The Companies Act 2006 (2006 Act) came into force on 1 October 2009 and since then businesses have been able to familiarise themselves with the changes. However, there are some common pitfalls for companies which were incorporated prior to the introduction of the 2006 Act that can pose significant risk and cost to its shareholders.

Historically under the Companies Act 1985 (the 1985 Act) the memorandum of association accompanied a company's articles of association and would include, amongst other things:

  1. the objects of the company;

  2. the authorised share capital of the company; and

  3. the limitation of liability of the shareholders of the company.

Under the 2006 Act, companies are no longer required to express the objects or authorised share capital. Although it is no longer commonplace, a company may choose to restrict the objects or authorised share capital by an express provision in its articles of association.

The limited liability statement, whenever expressed, is a fundamental protection for the company's shareholders. If the limitation of shareholder's liability is not explicitly stated (for a company incorporated before 1 October 2009 within its memorandum, or for a 2006 Act company, within its articles) its shareholders do not have the benefit of limited liability status and could be fully liable for all of the company's debts in the event of insolvency.

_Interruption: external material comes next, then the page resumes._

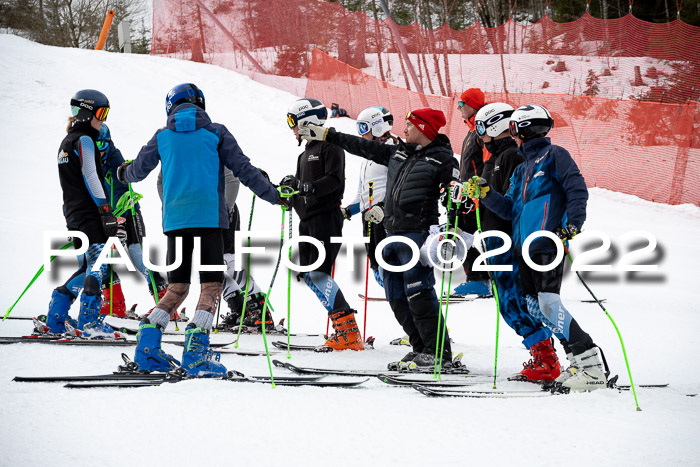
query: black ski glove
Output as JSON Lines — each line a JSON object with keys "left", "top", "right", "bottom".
{"left": 116, "top": 160, "right": 133, "bottom": 184}
{"left": 555, "top": 224, "right": 580, "bottom": 241}
{"left": 99, "top": 204, "right": 118, "bottom": 237}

By virtue of the 2006 Act and certain transitional provisions bringing it into effect, the memorandum of companies incorporated prior to 1 October 2009 is deemed to form part of their articles of association.

It is normal for a company to adopt new articles of association by a special resolution, using the following standard wording: "in substitution for and to the exclusion of, the existing articles of association of the company". If a company incorporated prior to 1 October 2009 uses this standard wording it will be adopting the articles in substitution for both existing articles and memorandum. Therefore, if the limitation of liability of the shareholder is not re-stated in the newly adopted articles, the company's shareholders will become subject to unlimited liability.

It is crucial to ensure that, on adopting new articles of association or filing any amendments to existing articles, due care is paid to the company's existing constitutional documents to ensure that the fundamental protection of limited liability and any other desirable protections in the memorandum are maintained.

Term of the month

Corporate director: a body corporate who also acts in the capacity as a director of a company.

Did you know?

As part of the introduction of the Small Business, Enterprise and Employment Act 2015, (which seeks to introduce more transparency to UK companies, as can be seen through the introduction of the PSC regime as further discussed here, the role of the corporate director will be abolished.

Companies will not be allowed to appoint a corporate director (the appointment will be of no effect and doing so will be a criminal offence) and all existing corporate directorships will be automatically terminated after a 12 month grace period.

The Secretary of State will be given power to make exceptions to this prohibition, however this will only be in cases of low risk and high value cases and all of the corporate director's own directors must be natural persons.

The implementation of this provision was anticipated to take place in October 2016. However in September 2016 the government postponed this timescale indefinitely, whilst at the same time assuring its intention to progress implementation in the future.